Developmental Verbal Dyspraxia (DVD) Also known as “Apraxia”

Developmental Verbal Dyspraxia (DVD)

 Developmental Verbal Dyspraxia (DVD) also known as “Apraxia” is the difficulty forming sounds into words.  It is a motor planning delay, characterized by difficulty carrying out movements that a person is physically able and willing to do such as vocalizing correctly and consistently.  The child has difficulty carrying out purposeful voluntary movement sequences for speech, in direct imitation, in the absence of weakness or paralysis of the speech muscles.  For example, the child may be able to babble on his/her own volitional accord, but unable to imitate babbling when asked to perform this task.

A child with DVD of speech often has difficulty sequencing the motor movements necessary for speech.  Research shows that there is a disconnection between the pre-frontal cortex (Broca’s area), which is responsible for motor planning and executive functioning and the primary articulators (lips, tongue, jaw). Your child can present with both Orofacial Apraxia and Verbal Apraxia as they are not mutually exclusive.

Orofacial Apraxia: The inability of a person to follow through on commands involving the face, tongue, jaw, and lip motions. These activities include coughing, licking the lips, whistling, and winking. It is the impaired ability to, on command, perform non-speech tasks like puffing out cheeks, clicking the tongue, or licking lips.  The child’s understanding of language is much better than the child’s expression of ideas. The child substitutes gestures and nonverbal communication for oral communication.
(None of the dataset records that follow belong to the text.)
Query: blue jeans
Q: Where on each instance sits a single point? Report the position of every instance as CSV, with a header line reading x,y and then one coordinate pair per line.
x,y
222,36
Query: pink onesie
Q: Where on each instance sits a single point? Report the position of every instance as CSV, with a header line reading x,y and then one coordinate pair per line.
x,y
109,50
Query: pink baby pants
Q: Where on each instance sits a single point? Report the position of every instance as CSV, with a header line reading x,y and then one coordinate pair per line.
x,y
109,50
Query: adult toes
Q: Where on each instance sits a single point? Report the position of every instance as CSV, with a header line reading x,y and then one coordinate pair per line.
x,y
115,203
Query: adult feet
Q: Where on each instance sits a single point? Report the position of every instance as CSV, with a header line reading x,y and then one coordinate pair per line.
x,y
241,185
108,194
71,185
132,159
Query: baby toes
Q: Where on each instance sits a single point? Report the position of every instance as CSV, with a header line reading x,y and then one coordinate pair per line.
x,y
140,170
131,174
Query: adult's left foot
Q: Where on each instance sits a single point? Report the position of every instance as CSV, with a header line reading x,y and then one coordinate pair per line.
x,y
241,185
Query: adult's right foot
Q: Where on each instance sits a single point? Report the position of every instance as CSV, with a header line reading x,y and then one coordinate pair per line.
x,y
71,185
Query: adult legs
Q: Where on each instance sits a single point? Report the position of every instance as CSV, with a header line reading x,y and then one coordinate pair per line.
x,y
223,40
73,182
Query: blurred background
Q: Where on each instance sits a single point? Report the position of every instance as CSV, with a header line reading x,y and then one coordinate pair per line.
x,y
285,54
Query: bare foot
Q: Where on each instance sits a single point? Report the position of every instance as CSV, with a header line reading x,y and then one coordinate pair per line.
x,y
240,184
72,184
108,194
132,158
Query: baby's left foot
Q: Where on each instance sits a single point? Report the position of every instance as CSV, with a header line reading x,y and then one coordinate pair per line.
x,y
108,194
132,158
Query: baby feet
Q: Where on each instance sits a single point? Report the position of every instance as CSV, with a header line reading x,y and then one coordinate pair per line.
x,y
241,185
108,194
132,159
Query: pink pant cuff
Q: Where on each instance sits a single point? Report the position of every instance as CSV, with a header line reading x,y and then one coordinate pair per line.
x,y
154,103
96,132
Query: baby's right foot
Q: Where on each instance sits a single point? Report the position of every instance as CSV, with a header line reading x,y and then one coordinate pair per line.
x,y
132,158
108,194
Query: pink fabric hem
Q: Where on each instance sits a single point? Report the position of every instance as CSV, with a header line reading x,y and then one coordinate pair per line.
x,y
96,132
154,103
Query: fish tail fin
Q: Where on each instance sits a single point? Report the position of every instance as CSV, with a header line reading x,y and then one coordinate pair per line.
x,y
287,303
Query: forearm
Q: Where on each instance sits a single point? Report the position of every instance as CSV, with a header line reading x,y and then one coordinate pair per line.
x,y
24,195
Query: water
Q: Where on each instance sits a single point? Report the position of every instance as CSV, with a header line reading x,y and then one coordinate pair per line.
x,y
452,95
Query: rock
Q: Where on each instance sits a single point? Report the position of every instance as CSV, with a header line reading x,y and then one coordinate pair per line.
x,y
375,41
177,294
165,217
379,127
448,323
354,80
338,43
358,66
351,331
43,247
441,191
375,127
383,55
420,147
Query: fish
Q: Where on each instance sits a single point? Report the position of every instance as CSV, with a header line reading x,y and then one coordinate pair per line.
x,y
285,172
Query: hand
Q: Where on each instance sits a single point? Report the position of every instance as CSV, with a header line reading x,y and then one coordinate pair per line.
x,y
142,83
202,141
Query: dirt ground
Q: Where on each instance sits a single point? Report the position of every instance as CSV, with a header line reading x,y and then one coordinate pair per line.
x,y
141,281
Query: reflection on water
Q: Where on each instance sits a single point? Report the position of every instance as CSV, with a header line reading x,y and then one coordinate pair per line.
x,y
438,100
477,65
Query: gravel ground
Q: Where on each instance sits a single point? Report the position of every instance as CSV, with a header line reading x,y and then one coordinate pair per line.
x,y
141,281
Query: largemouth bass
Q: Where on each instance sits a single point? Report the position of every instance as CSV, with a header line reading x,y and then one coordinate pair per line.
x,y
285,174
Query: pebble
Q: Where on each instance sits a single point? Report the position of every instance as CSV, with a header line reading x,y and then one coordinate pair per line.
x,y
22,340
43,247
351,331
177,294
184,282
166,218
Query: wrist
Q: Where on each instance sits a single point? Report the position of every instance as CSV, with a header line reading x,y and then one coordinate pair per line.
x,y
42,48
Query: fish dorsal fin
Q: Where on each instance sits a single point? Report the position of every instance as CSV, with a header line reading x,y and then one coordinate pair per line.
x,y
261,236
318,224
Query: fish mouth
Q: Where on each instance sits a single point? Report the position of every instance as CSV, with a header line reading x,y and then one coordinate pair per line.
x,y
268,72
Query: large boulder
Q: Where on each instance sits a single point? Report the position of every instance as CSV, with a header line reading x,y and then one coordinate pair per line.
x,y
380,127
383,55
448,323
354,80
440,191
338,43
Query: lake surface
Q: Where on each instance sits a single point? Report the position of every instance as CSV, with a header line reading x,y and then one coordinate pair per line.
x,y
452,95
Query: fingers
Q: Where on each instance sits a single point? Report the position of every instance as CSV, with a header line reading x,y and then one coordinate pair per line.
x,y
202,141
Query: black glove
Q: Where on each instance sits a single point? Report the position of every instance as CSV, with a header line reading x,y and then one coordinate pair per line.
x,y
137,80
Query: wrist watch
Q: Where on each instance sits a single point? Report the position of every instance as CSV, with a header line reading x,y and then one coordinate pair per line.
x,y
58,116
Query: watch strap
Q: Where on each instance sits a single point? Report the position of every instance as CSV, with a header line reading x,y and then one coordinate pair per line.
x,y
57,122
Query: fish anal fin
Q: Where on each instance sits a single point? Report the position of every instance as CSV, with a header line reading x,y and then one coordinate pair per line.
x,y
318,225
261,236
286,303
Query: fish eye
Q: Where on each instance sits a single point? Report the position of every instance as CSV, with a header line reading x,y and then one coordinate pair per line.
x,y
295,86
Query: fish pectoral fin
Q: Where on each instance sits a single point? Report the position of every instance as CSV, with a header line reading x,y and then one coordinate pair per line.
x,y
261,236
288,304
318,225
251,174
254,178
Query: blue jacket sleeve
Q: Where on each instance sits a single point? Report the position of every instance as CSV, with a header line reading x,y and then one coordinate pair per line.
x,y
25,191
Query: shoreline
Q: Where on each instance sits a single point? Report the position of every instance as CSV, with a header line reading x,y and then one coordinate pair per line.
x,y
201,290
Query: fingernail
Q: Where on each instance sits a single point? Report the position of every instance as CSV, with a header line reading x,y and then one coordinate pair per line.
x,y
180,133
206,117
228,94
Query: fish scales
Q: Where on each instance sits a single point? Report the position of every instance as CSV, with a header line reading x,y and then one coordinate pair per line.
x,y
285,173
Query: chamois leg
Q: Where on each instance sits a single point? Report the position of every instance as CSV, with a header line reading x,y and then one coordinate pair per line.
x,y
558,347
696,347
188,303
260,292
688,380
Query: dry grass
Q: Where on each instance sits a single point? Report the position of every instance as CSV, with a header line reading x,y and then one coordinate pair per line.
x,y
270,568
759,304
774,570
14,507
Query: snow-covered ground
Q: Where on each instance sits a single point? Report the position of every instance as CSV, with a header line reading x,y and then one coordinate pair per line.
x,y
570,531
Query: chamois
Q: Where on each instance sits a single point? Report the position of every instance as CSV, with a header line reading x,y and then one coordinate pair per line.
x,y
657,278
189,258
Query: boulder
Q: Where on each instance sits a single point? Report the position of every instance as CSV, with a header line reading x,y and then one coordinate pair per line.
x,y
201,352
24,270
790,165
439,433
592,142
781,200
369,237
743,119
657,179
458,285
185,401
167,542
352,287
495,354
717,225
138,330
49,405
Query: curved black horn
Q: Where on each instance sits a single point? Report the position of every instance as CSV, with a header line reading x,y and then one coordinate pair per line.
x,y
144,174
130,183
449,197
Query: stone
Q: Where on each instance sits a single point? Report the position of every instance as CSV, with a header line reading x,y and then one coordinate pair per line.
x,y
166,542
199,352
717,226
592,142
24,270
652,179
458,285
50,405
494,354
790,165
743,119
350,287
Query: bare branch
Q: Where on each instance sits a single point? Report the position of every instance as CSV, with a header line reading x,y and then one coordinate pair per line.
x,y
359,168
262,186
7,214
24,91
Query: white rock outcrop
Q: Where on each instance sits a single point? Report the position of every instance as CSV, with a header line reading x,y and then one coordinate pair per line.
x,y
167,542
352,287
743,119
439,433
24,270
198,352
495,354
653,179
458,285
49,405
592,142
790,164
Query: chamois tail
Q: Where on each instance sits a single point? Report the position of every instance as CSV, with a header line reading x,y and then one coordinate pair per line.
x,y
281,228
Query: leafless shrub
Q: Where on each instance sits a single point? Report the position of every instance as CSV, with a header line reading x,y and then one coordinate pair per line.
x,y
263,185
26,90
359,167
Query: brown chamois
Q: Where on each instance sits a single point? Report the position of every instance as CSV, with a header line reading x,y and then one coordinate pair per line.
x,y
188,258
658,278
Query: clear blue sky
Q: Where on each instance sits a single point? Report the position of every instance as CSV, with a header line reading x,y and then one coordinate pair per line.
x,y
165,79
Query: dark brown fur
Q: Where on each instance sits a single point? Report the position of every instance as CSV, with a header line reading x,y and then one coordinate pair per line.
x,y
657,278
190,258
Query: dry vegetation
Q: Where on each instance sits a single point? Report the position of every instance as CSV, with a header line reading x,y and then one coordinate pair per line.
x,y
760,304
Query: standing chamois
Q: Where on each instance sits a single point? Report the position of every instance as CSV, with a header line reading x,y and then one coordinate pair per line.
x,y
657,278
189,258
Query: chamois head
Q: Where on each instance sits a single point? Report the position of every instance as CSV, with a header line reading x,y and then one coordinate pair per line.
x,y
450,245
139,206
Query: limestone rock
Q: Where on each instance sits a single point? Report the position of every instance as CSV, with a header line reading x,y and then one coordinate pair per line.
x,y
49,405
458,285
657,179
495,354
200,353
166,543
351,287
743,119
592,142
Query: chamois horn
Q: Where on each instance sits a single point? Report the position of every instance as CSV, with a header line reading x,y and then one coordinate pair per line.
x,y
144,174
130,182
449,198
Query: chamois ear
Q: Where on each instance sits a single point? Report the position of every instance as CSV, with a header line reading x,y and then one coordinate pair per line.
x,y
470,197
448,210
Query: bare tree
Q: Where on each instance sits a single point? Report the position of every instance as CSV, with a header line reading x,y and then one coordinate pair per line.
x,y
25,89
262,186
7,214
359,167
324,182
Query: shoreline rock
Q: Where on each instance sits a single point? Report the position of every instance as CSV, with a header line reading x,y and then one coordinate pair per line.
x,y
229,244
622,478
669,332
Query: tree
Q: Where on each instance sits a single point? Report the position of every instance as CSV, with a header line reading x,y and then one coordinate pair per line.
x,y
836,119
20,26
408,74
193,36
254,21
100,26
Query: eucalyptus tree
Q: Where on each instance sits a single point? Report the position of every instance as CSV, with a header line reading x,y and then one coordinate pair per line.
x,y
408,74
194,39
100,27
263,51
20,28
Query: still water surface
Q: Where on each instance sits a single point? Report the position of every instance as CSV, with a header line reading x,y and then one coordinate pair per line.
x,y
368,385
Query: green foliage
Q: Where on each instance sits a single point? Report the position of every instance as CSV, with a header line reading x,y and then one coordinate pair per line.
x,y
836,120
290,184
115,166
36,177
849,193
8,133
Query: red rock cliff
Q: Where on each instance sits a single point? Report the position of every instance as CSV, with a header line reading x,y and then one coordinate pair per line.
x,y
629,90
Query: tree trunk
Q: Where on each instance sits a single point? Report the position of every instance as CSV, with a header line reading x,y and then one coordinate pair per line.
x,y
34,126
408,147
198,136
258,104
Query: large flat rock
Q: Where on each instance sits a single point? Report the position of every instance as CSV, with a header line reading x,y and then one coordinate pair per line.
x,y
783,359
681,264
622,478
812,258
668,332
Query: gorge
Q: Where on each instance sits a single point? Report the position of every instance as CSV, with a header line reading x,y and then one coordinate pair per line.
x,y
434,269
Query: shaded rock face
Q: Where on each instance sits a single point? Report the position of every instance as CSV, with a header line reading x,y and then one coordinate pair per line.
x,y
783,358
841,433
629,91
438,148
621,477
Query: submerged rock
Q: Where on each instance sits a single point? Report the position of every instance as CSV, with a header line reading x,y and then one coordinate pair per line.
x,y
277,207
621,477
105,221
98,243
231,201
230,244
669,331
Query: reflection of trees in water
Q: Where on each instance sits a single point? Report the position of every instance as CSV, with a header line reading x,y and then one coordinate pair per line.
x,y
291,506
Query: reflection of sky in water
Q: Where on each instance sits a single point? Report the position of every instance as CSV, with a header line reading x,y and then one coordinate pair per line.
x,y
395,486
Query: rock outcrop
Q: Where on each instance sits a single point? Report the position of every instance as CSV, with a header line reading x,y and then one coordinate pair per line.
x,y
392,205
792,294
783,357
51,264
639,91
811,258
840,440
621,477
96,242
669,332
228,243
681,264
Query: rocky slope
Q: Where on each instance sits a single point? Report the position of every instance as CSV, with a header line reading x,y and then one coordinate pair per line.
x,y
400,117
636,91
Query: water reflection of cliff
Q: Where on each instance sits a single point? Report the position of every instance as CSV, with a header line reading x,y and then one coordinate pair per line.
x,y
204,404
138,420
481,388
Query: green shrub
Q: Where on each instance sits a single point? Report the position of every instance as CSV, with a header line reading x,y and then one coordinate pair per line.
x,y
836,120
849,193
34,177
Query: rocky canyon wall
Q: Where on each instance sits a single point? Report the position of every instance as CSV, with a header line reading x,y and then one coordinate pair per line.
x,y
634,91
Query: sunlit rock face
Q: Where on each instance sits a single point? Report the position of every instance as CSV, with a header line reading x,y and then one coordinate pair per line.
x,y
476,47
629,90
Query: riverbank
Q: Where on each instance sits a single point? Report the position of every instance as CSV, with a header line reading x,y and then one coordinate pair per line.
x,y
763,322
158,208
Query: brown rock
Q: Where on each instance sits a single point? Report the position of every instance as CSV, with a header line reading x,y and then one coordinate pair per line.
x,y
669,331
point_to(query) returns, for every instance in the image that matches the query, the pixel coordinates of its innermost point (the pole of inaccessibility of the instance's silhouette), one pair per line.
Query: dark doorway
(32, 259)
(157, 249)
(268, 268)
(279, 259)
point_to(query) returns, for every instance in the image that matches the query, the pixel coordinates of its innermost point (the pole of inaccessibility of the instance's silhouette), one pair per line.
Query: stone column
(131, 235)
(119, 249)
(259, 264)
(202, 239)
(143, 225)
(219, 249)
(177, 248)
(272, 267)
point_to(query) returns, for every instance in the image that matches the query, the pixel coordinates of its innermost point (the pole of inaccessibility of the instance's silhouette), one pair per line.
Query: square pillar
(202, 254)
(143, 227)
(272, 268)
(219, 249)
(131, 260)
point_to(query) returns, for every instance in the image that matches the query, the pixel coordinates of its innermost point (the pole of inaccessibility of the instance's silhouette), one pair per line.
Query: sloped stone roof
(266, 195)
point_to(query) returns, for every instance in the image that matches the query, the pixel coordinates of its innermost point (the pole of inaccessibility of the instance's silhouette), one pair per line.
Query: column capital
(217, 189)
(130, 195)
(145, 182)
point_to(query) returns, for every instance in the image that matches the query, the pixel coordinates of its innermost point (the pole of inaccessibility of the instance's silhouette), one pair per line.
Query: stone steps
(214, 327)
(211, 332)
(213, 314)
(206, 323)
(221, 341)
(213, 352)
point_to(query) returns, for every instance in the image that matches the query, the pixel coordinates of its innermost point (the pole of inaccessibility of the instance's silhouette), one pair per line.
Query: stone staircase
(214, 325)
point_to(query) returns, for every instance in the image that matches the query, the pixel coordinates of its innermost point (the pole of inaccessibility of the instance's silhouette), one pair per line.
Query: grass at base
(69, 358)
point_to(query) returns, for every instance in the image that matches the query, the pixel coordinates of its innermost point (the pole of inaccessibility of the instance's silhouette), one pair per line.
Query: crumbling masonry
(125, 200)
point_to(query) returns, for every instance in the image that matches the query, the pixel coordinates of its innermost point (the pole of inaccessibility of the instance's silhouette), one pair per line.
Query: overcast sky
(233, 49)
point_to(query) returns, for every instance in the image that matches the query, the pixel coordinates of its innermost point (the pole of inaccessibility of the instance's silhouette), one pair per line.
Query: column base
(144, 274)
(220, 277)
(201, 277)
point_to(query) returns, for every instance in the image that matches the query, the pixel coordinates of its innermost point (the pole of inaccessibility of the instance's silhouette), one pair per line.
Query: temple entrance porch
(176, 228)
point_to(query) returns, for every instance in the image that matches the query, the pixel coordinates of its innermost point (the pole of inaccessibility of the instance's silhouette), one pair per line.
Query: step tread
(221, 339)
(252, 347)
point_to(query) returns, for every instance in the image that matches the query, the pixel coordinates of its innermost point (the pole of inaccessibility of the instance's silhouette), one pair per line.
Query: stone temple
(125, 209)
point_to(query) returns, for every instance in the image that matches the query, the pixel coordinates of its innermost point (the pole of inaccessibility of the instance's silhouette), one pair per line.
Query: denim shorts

Verbal Apraxia: A condition involving difficulty coordinating mouth and speech movements.  A child with developmental apraxia may be unable to say certain words in imitation.  Or, the child may say a word correctly once, but be unable to do it again consistently.  The child usually understands what others say, but has trouble replying.  The child may move the muscles used for speech without making sounds. Typically, the child has more difficulty saying longer words and sentences. The following speech characteristics are typical for a child with Verbal Apraxia (DVD):

  • Extremely limited repertoire of consonant and vowel sounds.
  • Receptive language is typically much higher than expressive language.
  • The child can become easily frustrated because he knows what he wants to say, but has significant difficulty planning, sequencing, coordinating, and executing the sounds correctly for intelligible speech.
  • The child does not correctly use the sounds in some words that are produced in other words.
  • Consonant errors in conversational speech are highly variable.
  • The child typically presents with initial and final consonant deletion, cluster reduction, syllable omissions, and substitutions with no pattern to the errors
  • Progress is inconsistent, variable, and unpredictable.
  • The longer the word, phrase, or sentence, the more speech errors occur. As words increase in length and complexity (but, butter, butterfly), the child’s intelligibility significantly reduces.
  • A child with DVD often demonstrates significant difficulty producing multi-syllabic words such as: “hospital,” “spaghetti,” and “cantaloupe.”
  • While repetition of sounds in isolation may be adequate, connected speech is more unintelligible than one would expect on the basis of single-word articulation test results.

Most Frequently Asked Questions:

Q. How do I know that my child has DVD?

A:  There is not currently a standardized assessment tool to differentially diagnose DVD from a language delay for young children. A licensed speech and language pathologist will conduct multiple play based observations, an oral motor sensory evaluation, detailed language sampling, and a comprehensive parent interview to determine if your child presents with DVD.  For children seven years and older, the SLP can utilize The Jelm’s Analysis of Oral Motor Skills in Imitation and/or The Kauffman Speech Praxis test to validly determine the presence and severity of DVD.

Q:  How long will my child need therapy for?

A:  A child’s prognosis is typically dependent on the following factors: internal motivation, cognition, stimulability, attention, compliance, concomitant or associated disorders, consistency in attendance, and parental involvement.  Progress can often look irregular and variable.  However, with a highly trained therapist utilizing intensive, research based treatment programs such as PROMPT and The Kauffman program, prognosis s is typically good.  Progress is carefully monitored every session and a progress report is written at six months, to determine if the measurable goals are mastered or emerging.  The ultimate goal is to achieve functional, intelligible communication with familiar and unfamiliar adults and peers.

Q:  How much therapy will my child need if they have a diagnosis of DVD?

A: The most efficacious treatment program for a child with dyspraxia is increased frequency with reduced duration per session.  The recommended type, duration, and frequency of therapy for a child with a diagnosis of DVD is typically four times per week for 20-30 minute sessions each.